The Greater Than Or Equal To side-project Detainee 063 came to an end yesterday, after 50 days of republishing the interrogation log of Guantanamo Bay inmate Mohammed Al-Qahtani in real time. To mark the end, there is a blog post over there about how things stood before the beginning of the log.

In a cell clinging to his blanket, the lights always on, with no windows or way to know the time, having been denied human contact for months, at the tail end of his senses, secretly observed talking to people who aren’t there: this is the state of Al-Qahtani when his hood is removed in the interrogation booth on November 23.

This is his state before the log begins, before it records: Detainee states he’s on hunger strike, asks to pray and is refused, The Detainee began to cry, agreed to drink water in return for being allowed to prayMedical personnel checked vital signs.

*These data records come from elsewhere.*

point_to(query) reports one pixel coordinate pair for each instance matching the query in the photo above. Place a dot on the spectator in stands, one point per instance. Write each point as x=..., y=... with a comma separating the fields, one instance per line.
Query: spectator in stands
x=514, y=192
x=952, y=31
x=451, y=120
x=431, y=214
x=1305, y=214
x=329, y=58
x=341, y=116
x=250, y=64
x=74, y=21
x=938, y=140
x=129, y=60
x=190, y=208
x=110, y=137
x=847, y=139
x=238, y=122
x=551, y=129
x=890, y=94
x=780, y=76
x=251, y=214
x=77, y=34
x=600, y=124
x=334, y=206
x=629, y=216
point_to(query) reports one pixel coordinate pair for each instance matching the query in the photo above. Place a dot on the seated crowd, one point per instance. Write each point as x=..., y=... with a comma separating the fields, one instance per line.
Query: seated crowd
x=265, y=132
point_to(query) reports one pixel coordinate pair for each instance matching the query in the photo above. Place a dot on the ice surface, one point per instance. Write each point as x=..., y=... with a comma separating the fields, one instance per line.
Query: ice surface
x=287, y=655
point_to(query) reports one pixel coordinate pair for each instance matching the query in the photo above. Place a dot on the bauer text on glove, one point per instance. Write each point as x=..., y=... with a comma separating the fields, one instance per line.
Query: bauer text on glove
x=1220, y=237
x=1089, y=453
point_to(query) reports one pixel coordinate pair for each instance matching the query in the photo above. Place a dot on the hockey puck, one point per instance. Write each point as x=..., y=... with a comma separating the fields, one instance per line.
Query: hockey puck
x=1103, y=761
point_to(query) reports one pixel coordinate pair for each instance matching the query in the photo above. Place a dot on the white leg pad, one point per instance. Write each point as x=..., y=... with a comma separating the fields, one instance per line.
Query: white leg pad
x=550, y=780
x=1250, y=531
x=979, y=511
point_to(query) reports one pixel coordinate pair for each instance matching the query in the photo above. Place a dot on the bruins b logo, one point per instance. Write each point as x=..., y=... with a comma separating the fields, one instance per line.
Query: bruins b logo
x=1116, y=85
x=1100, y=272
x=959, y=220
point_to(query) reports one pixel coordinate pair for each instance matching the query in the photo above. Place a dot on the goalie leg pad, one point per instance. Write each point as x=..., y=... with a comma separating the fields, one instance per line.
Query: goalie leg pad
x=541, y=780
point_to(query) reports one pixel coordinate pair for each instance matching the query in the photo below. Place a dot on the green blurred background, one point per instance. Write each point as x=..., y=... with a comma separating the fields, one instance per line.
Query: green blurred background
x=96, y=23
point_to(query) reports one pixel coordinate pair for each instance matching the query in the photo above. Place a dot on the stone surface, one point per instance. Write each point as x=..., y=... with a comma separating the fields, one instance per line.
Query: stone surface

Before Detainee was informed that we would not let him die, wrap was put on detainee’s feet to combat the swelling, The detainee bent over and bit the IV tube completely in two …

I haven’t mentioned Detainee 063 here again since the post announcing that it was happening and one (good) reason for that is that I don’t particularly want this to turn into the web’s first books/design/torture blog. Some combinations just seem strange together.

But then it’s already been kind of a strange day on the internet for me.

On Monday, the site got its first real burst of attention, getting linked by Kottke (thanks to Ben Pieratt) and from there finding it’s way to Metafilter. And then last night Boing Boing posted about it. From having daily visits in the low double digits and about the same number of followers on Twitter, in the last few days it’s had more than 12,000 visits, and it’s now got more than 400 followers on Twitter and another couple of hundred for the RSS feed. Those are numbers that plenty of big sites could laugh off, but it’s definitely good news for something like this, and I’m very happy about it. (What will be interesting will be to see how quickly and how sharply people on Twitter stop following the site. It’s not a particularly pleasant experience to follow, and I wouldn’t blame anybody.)

Detainee 063 screengrab

Then today, something I’d written went up at the McSweeney’s website – an article titled ‘I am locking the Wikipedia article on our sex life’.

So there you go, whether you want to think about the horrendous torture policies of the Bush administration and the damage they’ve done to human lives and to the course of justice in the war of terror, or you just want jokes about vaginas, I’ve got you covered.

And thank you for visiting the web’s first books/design/torture/sex comedy blog.

On Monday, Greater Than Or Equal To is starting a new project, called Detainee 063. It is going to republish the interrogation log of Mohammed Al-Qahtani, in real time.

The log covers a fifty-day stretch of Al-Qahtani’s interrogation at Guantanamo Bay (where he was, and still is, being held on suspicion of terrorism) from 23 November 2002 to 11 January 2003. Each entry will appear on the website exactly seven years after it was first recorded.

For the fifty days of the log, Detainee 063 is questioned by teams of interrogators working in shifts, typically for twenty hours a day. Often the log is brutal and unpleasant to read. Often it is almost banal – detailing the quotidian, humdrum schedule by which the interrogators mean to apply unbearable pressure to a person’s will.

Within the first hour on Monday, Detainee 063 will refuse water, a tactic that he will come to repeat often. As the days and weeks go on, sometimes an IV drip will be forcibly administered to ensure that he remains well enough to continue. On one occasion, when he has been handcuffed to his seat to prevent him interfering with the IV, he will bite through the tube running into his body. He will be put in a booth covered with images of 9/11 victims. Images of victims will be taped to his clothes. His head and beard will be shaved and female interrogators will be used to cause him discomfort. He will be made to act as a dog, being taught to stay, come and bark. His hands and feet will swell. His heart rate will slow to 35 bpm.

Detainee 063 is meant as a kind of re-enactment. It will use the internet (as well as the site itself, an RSS feed and a Twitter account will be updated) as a means to dramatize torture as it is practiced but not often talked about: not with techniques used in isolation, but the cumulative effect of mistreatment over a prolonged period. I don’t expect many to read it in its entirety but I hope that following it, even for a few days, that being made aware of the passing of time between entries in the log, will make any visitors to the site more aware of the relentlessness of this interrogation, and of relentlessness as an aspect of torture.

On January 22, 2009, two days after assuming office, Barack Obama issued an executive order that the detention centre at Guantanamo Bay be shut down within a year. By the time the last entry of Al-Qahtani’s interrogation log is published at Detainee 063, that deadline will almost have arrived.

Update, 23 November: Detainee 063 is up and running. I posted an explanation of the project (similar to this post) at the Detainee 063 blog.